# Happy mother's day.



## Mollynotdadog (Mar 14, 2010)

*My name's Molly. I'm not sure what my mbti type is for sure but I have taken the proper assesment in school (and paid for it :dry I didn't do the "step two" part of it though. However I'd rather not share my type because this is just an intro and that would be giving you more bigger insight all at once and....I don't want to bore you people :blushed:.

So, a little bit about me:

• I was born in Ireland but my family's Scottish and that's where I was raised. I moved to Ireland again when I was ten-years-old and that's where I am now. 
• I'm sixteen-years-old.
• I'm female (I think?)
• My enneagram type is type four. I'm not a fan of the enneagram system so, it's okay to share that lol.
• I'm as queer as a bottle of chips. I've always felt out of place everywhere I go but I have a nice positive feeling I might fit in here? 
• I'm not very intelligent.
• Or funny :laughing:.
• But I'll always be honest :blushed:.*


----------



## Mr.

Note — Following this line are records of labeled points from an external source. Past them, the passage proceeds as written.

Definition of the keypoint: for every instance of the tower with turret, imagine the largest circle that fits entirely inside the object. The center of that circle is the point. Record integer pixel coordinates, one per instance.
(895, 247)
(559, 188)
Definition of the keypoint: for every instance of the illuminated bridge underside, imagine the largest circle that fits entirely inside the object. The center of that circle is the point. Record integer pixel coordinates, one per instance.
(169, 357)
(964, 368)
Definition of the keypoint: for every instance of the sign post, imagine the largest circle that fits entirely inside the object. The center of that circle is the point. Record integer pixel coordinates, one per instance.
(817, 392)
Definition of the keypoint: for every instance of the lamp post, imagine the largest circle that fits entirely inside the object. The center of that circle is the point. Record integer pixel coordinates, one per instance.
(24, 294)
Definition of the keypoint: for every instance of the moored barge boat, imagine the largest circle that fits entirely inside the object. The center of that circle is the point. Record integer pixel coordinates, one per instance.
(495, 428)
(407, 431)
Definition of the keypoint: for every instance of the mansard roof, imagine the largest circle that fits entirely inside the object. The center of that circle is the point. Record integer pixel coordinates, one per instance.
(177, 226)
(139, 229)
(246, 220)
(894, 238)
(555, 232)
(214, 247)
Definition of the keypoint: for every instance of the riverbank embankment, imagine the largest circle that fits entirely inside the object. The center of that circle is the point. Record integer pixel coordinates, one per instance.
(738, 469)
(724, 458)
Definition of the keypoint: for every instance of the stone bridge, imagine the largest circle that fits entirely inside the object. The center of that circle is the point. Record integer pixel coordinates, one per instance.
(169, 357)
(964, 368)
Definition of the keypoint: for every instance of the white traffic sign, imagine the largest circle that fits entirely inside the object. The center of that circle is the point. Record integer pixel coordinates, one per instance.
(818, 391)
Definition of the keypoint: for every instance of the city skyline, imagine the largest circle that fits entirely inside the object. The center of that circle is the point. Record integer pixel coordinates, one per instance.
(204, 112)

CafeBot (Jun 13, 2009)

*Welcome to PersonalityCafe!*

*You are hearing a robotic sounding voice coming towards you*



Greetings Mollynotdadog and welcome to PersonalityCafe!! My name is Mr. CafeBot. I am here to personally greet you and thank you for joining our humble little forum. No matter your type, you will surely experience a wonderful time with the members of this forum. We cater to all personality types so you will never feel alone or weird. Truth is this forum is full of weirdos!! Pleazeee hel.... *Ahem*I mean we have the nicest people you will ever meet. 

If you need basic forum information our newbie guide link is here...
http://personalitycafe.com/intro/2319-friendly-guide-newbies.html

To keep the forum entertaining and safe, our forum rules link is here...
http://personalitycafe.com/announcements/540-personality-cafe-forum-rules.html

If you need any help or have any suggestions, please let us know here...
http://personalitycafe.com/support-suggestions/

We will always be glad to help you!

Again, welcome to our forum Mollynotdadog. We hope that your experience with us is tremendously benevolent!

P.S.

Please tip me 1 gold. I need to buy more coffee! @[email protected]


----------



## skycloud86 (Jul 15, 2009)

*Welcome to the forum* :happy:


----------



## Diamond Dust (Feb 27, 2010)

Hello, Molly! Welcome to the forum. You sound very interesting and I laughed a lot with your avatar!:laughing:


----------



## Tucken (Dec 13, 2009)

Welcome Molly!
I, for one, would love to know your MBTI type. So put it under your Jung tab when you know for sure, aight? ^_^
Anyone else changed their accent as they read this line?


> I was born in Ireland but my family's Scottish and that's where I was raised. I moved to Ireland again...


 I went from swenglish > tipsy irishman > angry groundskeeper Willie and back > tipsy irishman in one sentence. Which was awesome:wink:


----------



## Kuja (Oct 16, 2009)

Welcome to the forum! Hope you enjoy it here


----------



## Aßbiscuits (Oct 8, 2009)

*Welcome pet :happy:.*

*Haha, get it? :wink:*


----------



## Grey (Oct 10, 2009)

Welcome to the forum.


----------



## Vaka (Feb 26, 2010)

Welcome! *hugs Molly*...How are you?


----------



## Nearsification (Jan 3, 2010)

Welcome. Is it seriously mothers day!:shocked:


----------



## Lucretius (Sep 10, 2009)

Hello and welcome! :happy:


----------



## Kevinaswell (May 6, 2009)

.....is it really mother's day today?


----------



## Chilln (Aug 19, 2009)

Yeah if it is Mother's Day I'm totally screwed, welcome to the forum .


*googles "Mother's Day"

looks like i'm safe, phew


----------



## Promethea (Aug 24, 2009)

April Fool's!

When I read the title of your thread I forgot that I was on pc for a moment because I had just been browsing 4chan and saw a thread entitled Happy Mothers Day which featured MILFs. And well. That kind of thing sticks in your head.

And just so no one is confused. It's not really april 1st, or may 9th. But every day is a great day for MILFs and introductions.


----------



## pinkrasputin (Apr 13, 2009)

Welcome to the forum. I got scared for a moment I missed Mother's Day...


----------



## MNiS (Jan 30, 2010)

Hello and welcome! You made me google when Mothers Day is.. :shocked:


----------



## Aßbiscuits (Oct 8, 2009)

*It's mother's day in Ireland.

And Molly, you're hilarious and smart. Don't be fishing!*


----------



## agokcen (Jan 3, 2010)

If assbiscuits approves of you, then you must be cool. Welcome!


----------



## Aßbiscuits (Oct 8, 2009)

agokcen said:


> If assbiscuits approves of you, then you must be cool. Welcome!


*She's my girlfriend :tongue:

Of course she's cool*


----------



## agokcen (Jan 3, 2010)

assbiscuits said:


> *She's my girlfriend :tongue:*


Haha, I figured that out :laughing:


----------